On the Provincial Archives of New Brunswick site I searched for civil records using the name Charles Howe with a middle initial of W. I came across two records of particular interest:
  • marriage of Charles Wallace Howe, son of George Baxter and Margaret Ann Howe, to Phoebe Jane Beers, daughter of Annie Beers.
  • death of Charles W. Howe, son of George R Howe and Annie Lawson, husband of Phoebe J. Howe.
This looks very promising. What about Laura A.? This gets even more interesting. I don't find a Laura A. Howe in the New Brunswick in a search of the New Brunswick Vital Statistic from Government Records. I do see a Laura Sophia Howe listed as a mother for Harold Ottis Hinch, born 1880, in the Late Registration of Births database. In 1942 Laura Sophia Hinch is residing in Trail, British Columbia, Canada. But is this "my" Laura?

In the Daniel F. Johnson's New Brunswick Newspaper Vital Statistics I do come across his extract from the Watchman newpaper published on 14 Apr 1877 in Saint John, New Brunswick, Canada for a marriage for Laura S. Howe:

m. (St. John) city, 11th inst., by Rev. F.H. Almon, William E. HINCH / Laura S. HOWE both of St. John.

I still can't say Laura S. Howe and Laura A. Howe are the same person. However, if Laura S. Hinch lived in British Columbia in 1942 maybe she also died in British Columbia.

A search of the BC Archives Genealogy database brings up the death of Laura Sophia Hinch in 1947 in Vancouver. Even better, there is an image of her registration of death. Note who are listed as her parents. Apparently the same married couple as found in the 1871 census where Laura S. Howe is found.

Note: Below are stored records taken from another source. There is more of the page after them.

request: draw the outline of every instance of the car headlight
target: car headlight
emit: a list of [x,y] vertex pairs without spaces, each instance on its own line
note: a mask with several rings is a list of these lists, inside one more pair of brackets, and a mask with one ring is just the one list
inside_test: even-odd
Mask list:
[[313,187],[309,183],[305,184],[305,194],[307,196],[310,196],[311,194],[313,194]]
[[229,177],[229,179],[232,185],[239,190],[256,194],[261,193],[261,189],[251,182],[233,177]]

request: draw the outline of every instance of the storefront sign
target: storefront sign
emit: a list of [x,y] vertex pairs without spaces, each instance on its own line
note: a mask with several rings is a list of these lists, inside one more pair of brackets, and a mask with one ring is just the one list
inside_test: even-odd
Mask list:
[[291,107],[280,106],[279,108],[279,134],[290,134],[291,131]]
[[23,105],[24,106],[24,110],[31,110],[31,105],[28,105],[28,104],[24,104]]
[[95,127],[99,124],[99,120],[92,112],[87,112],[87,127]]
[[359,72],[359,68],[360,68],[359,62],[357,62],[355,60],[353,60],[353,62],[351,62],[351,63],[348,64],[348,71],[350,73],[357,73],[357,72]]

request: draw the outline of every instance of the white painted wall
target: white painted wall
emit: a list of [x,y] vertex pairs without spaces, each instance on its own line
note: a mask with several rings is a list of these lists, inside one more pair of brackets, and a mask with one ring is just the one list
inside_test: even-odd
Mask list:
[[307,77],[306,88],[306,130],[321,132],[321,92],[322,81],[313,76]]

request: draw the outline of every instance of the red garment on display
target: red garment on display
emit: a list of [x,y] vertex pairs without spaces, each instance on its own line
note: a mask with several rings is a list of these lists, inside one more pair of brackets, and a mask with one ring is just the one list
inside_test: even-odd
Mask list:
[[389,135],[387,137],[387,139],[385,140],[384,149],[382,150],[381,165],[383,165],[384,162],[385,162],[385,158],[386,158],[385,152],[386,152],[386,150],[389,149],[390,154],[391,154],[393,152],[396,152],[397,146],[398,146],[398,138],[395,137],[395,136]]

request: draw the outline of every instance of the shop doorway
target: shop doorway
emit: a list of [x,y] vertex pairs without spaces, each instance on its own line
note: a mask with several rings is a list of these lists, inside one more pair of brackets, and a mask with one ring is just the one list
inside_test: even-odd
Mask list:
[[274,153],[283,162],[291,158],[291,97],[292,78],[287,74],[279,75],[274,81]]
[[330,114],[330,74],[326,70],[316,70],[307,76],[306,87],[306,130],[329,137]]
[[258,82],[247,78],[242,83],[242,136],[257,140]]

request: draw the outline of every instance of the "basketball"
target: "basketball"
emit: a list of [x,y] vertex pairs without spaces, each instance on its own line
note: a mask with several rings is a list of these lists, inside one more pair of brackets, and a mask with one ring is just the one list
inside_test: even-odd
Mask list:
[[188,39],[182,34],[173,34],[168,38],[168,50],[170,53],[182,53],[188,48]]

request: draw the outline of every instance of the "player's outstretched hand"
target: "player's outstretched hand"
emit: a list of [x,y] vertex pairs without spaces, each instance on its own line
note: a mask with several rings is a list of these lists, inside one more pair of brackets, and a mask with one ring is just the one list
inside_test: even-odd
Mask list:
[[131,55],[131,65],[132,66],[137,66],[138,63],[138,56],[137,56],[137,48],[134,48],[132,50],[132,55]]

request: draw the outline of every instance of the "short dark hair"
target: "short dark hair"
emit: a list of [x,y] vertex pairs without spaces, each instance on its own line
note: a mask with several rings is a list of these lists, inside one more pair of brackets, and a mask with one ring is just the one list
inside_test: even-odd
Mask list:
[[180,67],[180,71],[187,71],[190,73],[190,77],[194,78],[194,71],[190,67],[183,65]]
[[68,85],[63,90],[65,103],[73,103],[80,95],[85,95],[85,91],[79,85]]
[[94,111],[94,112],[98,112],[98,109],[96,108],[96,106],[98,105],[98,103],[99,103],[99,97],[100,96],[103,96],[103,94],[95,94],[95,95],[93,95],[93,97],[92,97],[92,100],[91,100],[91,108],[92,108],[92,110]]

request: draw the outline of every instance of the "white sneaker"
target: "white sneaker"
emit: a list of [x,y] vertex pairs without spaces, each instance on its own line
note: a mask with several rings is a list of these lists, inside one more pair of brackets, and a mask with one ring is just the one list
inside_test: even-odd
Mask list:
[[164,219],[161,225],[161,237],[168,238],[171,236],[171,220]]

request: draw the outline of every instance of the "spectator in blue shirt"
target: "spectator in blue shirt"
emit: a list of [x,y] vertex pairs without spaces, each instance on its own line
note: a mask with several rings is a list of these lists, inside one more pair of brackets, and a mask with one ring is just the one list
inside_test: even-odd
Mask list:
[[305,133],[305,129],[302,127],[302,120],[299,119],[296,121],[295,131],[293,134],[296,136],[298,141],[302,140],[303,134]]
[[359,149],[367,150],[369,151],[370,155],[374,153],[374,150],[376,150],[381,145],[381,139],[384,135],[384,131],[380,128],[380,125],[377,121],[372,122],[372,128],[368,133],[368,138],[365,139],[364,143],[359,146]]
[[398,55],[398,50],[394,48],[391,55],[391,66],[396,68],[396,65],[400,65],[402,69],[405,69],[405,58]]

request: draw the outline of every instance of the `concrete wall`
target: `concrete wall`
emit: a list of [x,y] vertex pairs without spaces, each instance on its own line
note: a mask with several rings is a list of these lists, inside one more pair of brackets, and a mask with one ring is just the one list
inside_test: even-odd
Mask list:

British Columbia, Canada B.C. Archives,  (Death Certificates, British Columbia Archives, Victoria),  1947-09-002837 (1947), Laura Sophia Hinch; B.C. Archives B13193.
British Columbia, Canada B.C. Archives,  (Death Certificates, British Columbia Archives, Victoria),  1947-09-002837 (1947), Laura Sophia Hinch; B.C. Archives B13193.
From the death registration it does seem that the Laura Sophia Howe in the marriage notice and the late registration of birth of her son Harold Ottis Hinch is the same person as the Laura A. Howe in the 1871 census.

It looks like the 1871 census had a few interesting errors in it from a genealogical point of view but there were enough details that I could confirm it was the right family with a bit of genealogy research. Time to research and document a new (to me) branch of my Howe family tree.


1. The tree on Ancestry isn't my master tree, it is a "cousin-bait" tree. My master database is held in my Legacy Family Tree database on my computer and is backed up several different ways.